Der Fall: Den Bewohnern eines Mietshauses gefiel es nicht besonders gut, was sich der Eigentümer da hatte einfallen lassen.

Seine Benutzungsordnung für den Gemeinschaftsgarten sah unter anderem vor, dass Liegestühle, Blumenkübel und anderes bewegliches Mobiliar nicht dauerhaft auf der Grünfläche abgestellt werden dürften, sondern immer wieder weggeräumt werden müssten. Damit wollte der Vermieter - unter anderem - einen so genannten "Reservierungseffekt" verhindern. Einzelne Parteien aus dem Haus sollten nicht die schönsten Ecken des Gartens den ganzen Sommer über für sich reklamieren können. Die Betroffenen hielten die Regelung für kleinlich und wehrten sich vor Gericht dagegen.

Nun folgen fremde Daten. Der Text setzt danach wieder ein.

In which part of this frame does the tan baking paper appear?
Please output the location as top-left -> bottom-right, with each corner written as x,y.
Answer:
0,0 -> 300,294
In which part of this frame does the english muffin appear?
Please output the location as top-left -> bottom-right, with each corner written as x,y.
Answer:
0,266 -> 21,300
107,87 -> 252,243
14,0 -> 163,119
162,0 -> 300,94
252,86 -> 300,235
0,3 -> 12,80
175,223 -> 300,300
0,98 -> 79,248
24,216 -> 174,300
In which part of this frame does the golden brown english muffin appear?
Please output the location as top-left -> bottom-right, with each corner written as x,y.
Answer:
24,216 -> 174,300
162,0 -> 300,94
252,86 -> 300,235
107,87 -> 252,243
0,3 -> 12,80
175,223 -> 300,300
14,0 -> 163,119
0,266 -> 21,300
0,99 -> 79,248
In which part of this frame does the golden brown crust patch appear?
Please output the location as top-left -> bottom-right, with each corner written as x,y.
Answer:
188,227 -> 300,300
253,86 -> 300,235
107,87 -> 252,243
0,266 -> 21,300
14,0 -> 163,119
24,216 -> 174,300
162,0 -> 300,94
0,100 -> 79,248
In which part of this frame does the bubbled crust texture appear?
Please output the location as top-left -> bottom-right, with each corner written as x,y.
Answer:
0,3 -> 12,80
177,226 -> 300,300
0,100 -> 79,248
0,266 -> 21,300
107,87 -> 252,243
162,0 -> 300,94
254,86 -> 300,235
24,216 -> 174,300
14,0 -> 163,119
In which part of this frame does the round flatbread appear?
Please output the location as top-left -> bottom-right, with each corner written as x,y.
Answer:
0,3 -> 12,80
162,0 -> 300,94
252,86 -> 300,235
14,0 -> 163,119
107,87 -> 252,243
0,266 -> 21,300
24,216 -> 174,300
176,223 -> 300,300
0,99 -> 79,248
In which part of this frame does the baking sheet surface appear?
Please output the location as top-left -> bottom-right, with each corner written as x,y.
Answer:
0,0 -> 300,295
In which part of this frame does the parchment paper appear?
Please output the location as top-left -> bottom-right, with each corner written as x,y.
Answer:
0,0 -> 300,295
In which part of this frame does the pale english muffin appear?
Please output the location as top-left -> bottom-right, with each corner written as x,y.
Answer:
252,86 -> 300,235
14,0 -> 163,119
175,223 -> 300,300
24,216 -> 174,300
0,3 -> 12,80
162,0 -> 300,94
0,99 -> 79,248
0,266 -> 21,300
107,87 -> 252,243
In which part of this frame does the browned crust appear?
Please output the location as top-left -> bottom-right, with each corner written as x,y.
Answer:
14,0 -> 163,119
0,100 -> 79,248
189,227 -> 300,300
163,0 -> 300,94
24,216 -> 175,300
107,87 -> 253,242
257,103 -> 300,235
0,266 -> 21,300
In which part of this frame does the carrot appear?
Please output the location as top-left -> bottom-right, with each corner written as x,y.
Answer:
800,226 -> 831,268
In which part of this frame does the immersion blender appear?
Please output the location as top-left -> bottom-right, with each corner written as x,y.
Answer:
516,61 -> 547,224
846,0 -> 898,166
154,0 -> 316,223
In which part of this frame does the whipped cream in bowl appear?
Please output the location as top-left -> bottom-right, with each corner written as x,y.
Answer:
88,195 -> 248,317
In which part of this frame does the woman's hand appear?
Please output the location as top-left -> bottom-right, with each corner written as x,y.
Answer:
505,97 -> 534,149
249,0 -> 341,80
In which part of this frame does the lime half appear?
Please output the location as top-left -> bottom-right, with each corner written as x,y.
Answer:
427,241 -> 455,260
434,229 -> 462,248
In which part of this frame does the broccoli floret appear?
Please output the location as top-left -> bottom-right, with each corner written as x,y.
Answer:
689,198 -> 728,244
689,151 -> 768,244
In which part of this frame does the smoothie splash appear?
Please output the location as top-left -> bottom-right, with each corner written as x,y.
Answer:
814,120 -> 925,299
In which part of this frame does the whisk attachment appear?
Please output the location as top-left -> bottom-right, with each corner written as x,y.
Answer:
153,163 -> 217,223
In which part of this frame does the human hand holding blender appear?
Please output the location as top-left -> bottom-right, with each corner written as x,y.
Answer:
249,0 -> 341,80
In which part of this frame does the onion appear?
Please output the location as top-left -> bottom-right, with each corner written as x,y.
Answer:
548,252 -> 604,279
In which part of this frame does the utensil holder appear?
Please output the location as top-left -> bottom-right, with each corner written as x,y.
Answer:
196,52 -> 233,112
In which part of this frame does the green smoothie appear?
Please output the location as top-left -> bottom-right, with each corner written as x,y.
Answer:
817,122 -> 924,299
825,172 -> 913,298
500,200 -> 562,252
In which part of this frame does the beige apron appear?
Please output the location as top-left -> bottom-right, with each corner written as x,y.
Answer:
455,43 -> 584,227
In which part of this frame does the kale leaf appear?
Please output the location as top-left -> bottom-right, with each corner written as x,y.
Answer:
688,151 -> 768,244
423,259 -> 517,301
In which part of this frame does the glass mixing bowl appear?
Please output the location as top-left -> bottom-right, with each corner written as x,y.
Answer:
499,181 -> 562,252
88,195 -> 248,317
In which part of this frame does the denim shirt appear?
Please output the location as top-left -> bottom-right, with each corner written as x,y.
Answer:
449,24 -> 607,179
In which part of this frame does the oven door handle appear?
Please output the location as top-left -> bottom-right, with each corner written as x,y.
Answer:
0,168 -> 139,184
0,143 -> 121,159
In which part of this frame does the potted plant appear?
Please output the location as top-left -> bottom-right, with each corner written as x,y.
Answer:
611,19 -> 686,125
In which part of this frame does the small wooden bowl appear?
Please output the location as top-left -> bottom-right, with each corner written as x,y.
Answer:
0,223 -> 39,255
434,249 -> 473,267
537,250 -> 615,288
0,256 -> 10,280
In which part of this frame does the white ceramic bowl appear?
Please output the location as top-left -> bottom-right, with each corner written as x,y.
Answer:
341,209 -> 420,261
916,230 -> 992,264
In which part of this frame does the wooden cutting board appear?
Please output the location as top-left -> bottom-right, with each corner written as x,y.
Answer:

Das Urteil: Im Prinzip spreche nichts gegen eine solche Benutzungsverordnung, stellten die zuständigen Berliner Mietrichter fest. Sie dürfe nur nicht willkürlich, sondern müsse für alle Beteiligten "billig und gerecht" sein. Das könne man im konkreten Fall durchaus behaupten, denn dieses Garten-Gesetz diene der Allgemeinheit, von niemandem werde zu viel verlangt. Neben dem Reservierungseffekt überzeugte die Richter auch das Argument, dass dauerhaft abgestellte Strandkörbe und Blumenkübel für Schäden im Rasen sorgten.